段清黎本來就不指望今日能問出什麽來,畢竟若是真的,那也是極為要緊的機密,怎可輕易泄露出來?


    她隨即帶了歉意微微俯身道歉,隻做是一時好奇。


    但其實,本來就是好奇。


    雲叟也沒在這個話題上多說,又再次叮囑她看書的時候千萬要注意,隨即就告辭了。


    段清黎看著他的背影在想,該什麽時候為民除害,也省得他整日掛念那個惹禍精。


    誒,現在卻隻是想想而已。下毒這個法子,是極不可行的,畢竟等同於魯班門前弄大斧。不過麽,既然女帝也注意到毒老,借刀殺人或許是個不錯的主意。


    可形勢尚未完全定下之前,所有一切都隻是有個模糊的想法而已。


    再者,這也不是眼下最急的事情,先放一邊吧。


    這本毒典麽,現在她也沒什麽心思翻看。


    眼下這是什麽局勢,一點毒術,倒不如智謀來得有用。


    可為了保險起見,她將這精致小巧的絹布包拿給軒轅夜看,警告他道:“剛剛雲叟交給我這個,是毒老留下的毒典。據說書頁是特製的,有劇毒,你不要胡亂翻碰。”


    軒轅夜從自己麵前的書卷裏抬頭,定定地凝望了她一瞬之後,又看了看她手裏的東西,眸光狡黠流轉,點頭迴道:“我本來無所謂的,可被你這麽一說,頓時就心生好奇,非要翻翻不可。”


    段清黎一邊環顧四周,想著把這東西塞哪裏好,一邊迴道:“別鬧,聽說那日之後毒老就被女帝關起來了,不知道是要懲罰還是要留用呢。”


    軒轅夜哼笑一聲,低頭複抬眸間,目光瀲瀲如碧水縈迴,可被他那一張微冷的雪麵襯著,無端有幾分冷媚之感。

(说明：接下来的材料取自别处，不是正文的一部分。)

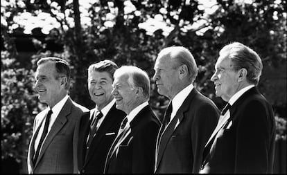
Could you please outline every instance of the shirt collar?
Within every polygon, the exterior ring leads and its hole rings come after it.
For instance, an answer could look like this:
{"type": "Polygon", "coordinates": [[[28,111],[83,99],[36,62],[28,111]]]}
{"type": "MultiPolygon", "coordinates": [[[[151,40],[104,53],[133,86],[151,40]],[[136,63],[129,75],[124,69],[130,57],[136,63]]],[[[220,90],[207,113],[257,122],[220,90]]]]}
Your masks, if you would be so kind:
{"type": "MultiPolygon", "coordinates": [[[[101,111],[103,113],[103,118],[107,116],[107,113],[110,111],[110,110],[111,109],[111,108],[112,107],[112,106],[114,104],[114,103],[116,102],[116,100],[114,98],[109,104],[107,104],[107,105],[105,105],[105,107],[103,107],[102,109],[102,110],[101,110],[101,111]]],[[[97,107],[96,107],[94,108],[94,111],[95,113],[98,112],[98,109],[96,109],[97,107]]],[[[94,113],[91,113],[90,115],[90,118],[92,118],[92,116],[93,115],[94,113]]]]}
{"type": "Polygon", "coordinates": [[[251,88],[255,86],[255,85],[254,84],[251,84],[249,86],[247,86],[245,88],[241,89],[239,91],[238,91],[237,93],[236,93],[234,95],[233,95],[233,96],[229,99],[229,101],[228,102],[230,105],[233,105],[233,104],[234,104],[234,102],[247,91],[248,91],[249,89],[250,89],[251,88]]]}
{"type": "MultiPolygon", "coordinates": [[[[69,95],[67,94],[64,98],[63,98],[60,102],[58,102],[53,107],[52,107],[53,116],[58,116],[60,111],[61,111],[62,108],[64,107],[64,104],[66,103],[67,100],[69,98],[69,95]]],[[[49,107],[51,109],[50,107],[49,107]]]]}
{"type": "Polygon", "coordinates": [[[139,113],[139,112],[147,105],[148,105],[148,101],[141,103],[141,104],[137,106],[136,108],[132,109],[132,111],[130,111],[130,113],[127,116],[128,123],[129,124],[134,118],[134,117],[139,113]]]}
{"type": "Polygon", "coordinates": [[[191,84],[175,95],[171,101],[173,105],[173,113],[177,111],[178,109],[180,109],[184,100],[193,89],[193,85],[191,84]]]}

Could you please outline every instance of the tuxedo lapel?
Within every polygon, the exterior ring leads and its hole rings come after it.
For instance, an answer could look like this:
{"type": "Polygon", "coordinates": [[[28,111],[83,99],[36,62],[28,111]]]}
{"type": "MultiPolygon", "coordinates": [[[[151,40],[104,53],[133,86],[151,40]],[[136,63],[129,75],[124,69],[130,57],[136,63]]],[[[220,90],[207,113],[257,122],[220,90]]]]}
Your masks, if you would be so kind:
{"type": "MultiPolygon", "coordinates": [[[[183,120],[184,117],[184,112],[189,109],[192,99],[197,93],[198,92],[196,89],[193,89],[184,100],[182,106],[180,107],[175,116],[168,124],[168,125],[166,127],[166,129],[164,129],[164,125],[162,125],[157,140],[157,167],[158,167],[159,165],[169,139],[171,138],[173,133],[175,131],[176,128],[180,124],[181,121],[183,120]]],[[[164,122],[163,122],[163,123],[164,123],[164,122]]]]}
{"type": "Polygon", "coordinates": [[[164,128],[162,129],[164,131],[162,132],[162,136],[159,138],[158,141],[159,147],[158,156],[157,158],[157,165],[158,165],[158,164],[160,162],[160,160],[162,159],[163,153],[166,149],[166,145],[168,142],[170,138],[173,135],[173,133],[175,131],[176,128],[177,127],[183,118],[184,115],[182,112],[177,112],[175,116],[173,118],[173,120],[166,127],[166,128],[165,129],[164,128]]]}
{"type": "MultiPolygon", "coordinates": [[[[96,136],[93,138],[93,140],[91,144],[90,149],[89,150],[89,154],[87,157],[87,160],[85,161],[85,165],[86,165],[91,157],[92,156],[94,152],[96,151],[98,146],[98,143],[101,142],[101,140],[107,133],[107,131],[112,126],[114,120],[116,120],[114,110],[116,109],[116,105],[114,104],[112,106],[110,111],[107,113],[107,116],[105,116],[104,120],[101,124],[98,130],[96,133],[96,136]]],[[[84,165],[84,166],[85,166],[84,165]]]]}
{"type": "MultiPolygon", "coordinates": [[[[231,116],[229,116],[231,117],[231,116]]],[[[209,139],[208,140],[207,144],[205,144],[205,147],[207,146],[207,145],[213,140],[214,137],[215,137],[217,134],[217,133],[219,131],[219,130],[223,127],[224,124],[227,121],[228,118],[225,116],[220,116],[220,119],[218,121],[218,123],[214,129],[214,131],[212,132],[211,136],[210,136],[209,139]]]]}
{"type": "Polygon", "coordinates": [[[79,133],[79,140],[78,145],[78,163],[79,167],[82,167],[85,163],[85,152],[84,150],[86,149],[86,142],[87,135],[89,131],[89,116],[90,113],[92,113],[90,111],[89,113],[82,117],[80,126],[79,133]]]}
{"type": "Polygon", "coordinates": [[[116,151],[116,149],[119,147],[119,146],[121,145],[121,143],[123,140],[125,140],[125,139],[128,137],[128,136],[130,133],[130,132],[131,132],[131,130],[130,130],[130,128],[129,127],[129,128],[127,128],[126,129],[123,130],[122,131],[122,133],[120,135],[119,135],[119,138],[118,139],[116,138],[116,140],[117,140],[117,142],[114,145],[114,147],[112,149],[112,153],[110,154],[110,157],[112,157],[112,156],[116,151]]]}
{"type": "Polygon", "coordinates": [[[51,127],[49,133],[48,133],[46,139],[44,140],[43,146],[42,147],[40,154],[37,160],[35,165],[37,164],[39,160],[41,159],[42,156],[47,149],[49,145],[53,140],[53,138],[59,132],[62,127],[67,122],[67,116],[71,113],[72,107],[72,101],[70,98],[68,98],[65,104],[63,106],[61,111],[59,115],[57,116],[56,120],[55,120],[53,126],[51,127]]]}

    他拖長了尾音,慵懶道:“說真的,我很想弄死他。畢竟我,很久沒過殺人了,怪想念的。”


    他說著,卻警覺地輕眯了眼。


    女帝手下定然有無數奇人異士,即便再多出一個毒老也不足為奇。可對他來說,卻需要稍稍正視這件事了。


    畢竟,這世上真的存在著一些稀奇古怪的藥物,萬一是用來對付他的呢?


    但事實上,即便心有所料又如何?


    事到臨頭了未必能反應的過來,尤其是在敵暗我明的時候。


    行宮之中。


    某個人跡罕至的偏僻之處。


    這是個幽深清淨的所在,或許是因為在地下的緣故,更顯出幾分駭人的死寂來。白天倒還好,到了晚間,卻無端靜出了幾分陰氣森森。


    這樣的地方,一時半刻倒還受得了,若是長久呆在這裏,真叫人要發瘋了。


    毒老,便是被幽囚於此。


    一連過了十幾天,他卻還是被關在這裏無人理會,憂傷地蹲坐在監牢的柵欄後麵。


    他該用的法子都用盡了,終於從一開始的狡詐跋扈,到徹底蔫了下去。


    最開始的時候,他自然不知自己為何被關在此處,卻悄然毒害了給他送飯的人,隨後就發現自己做了件蠢事。


    竟然是足足三日之後才來了第二撥人!


    姑且不提對著那黑臭的屍體看了三日,也不說又渴又餓這迴事。他天性喜動愛熱鬧,這迴居然是被關在了老鼠都未必能打洞的地方,一個人待了如此之久。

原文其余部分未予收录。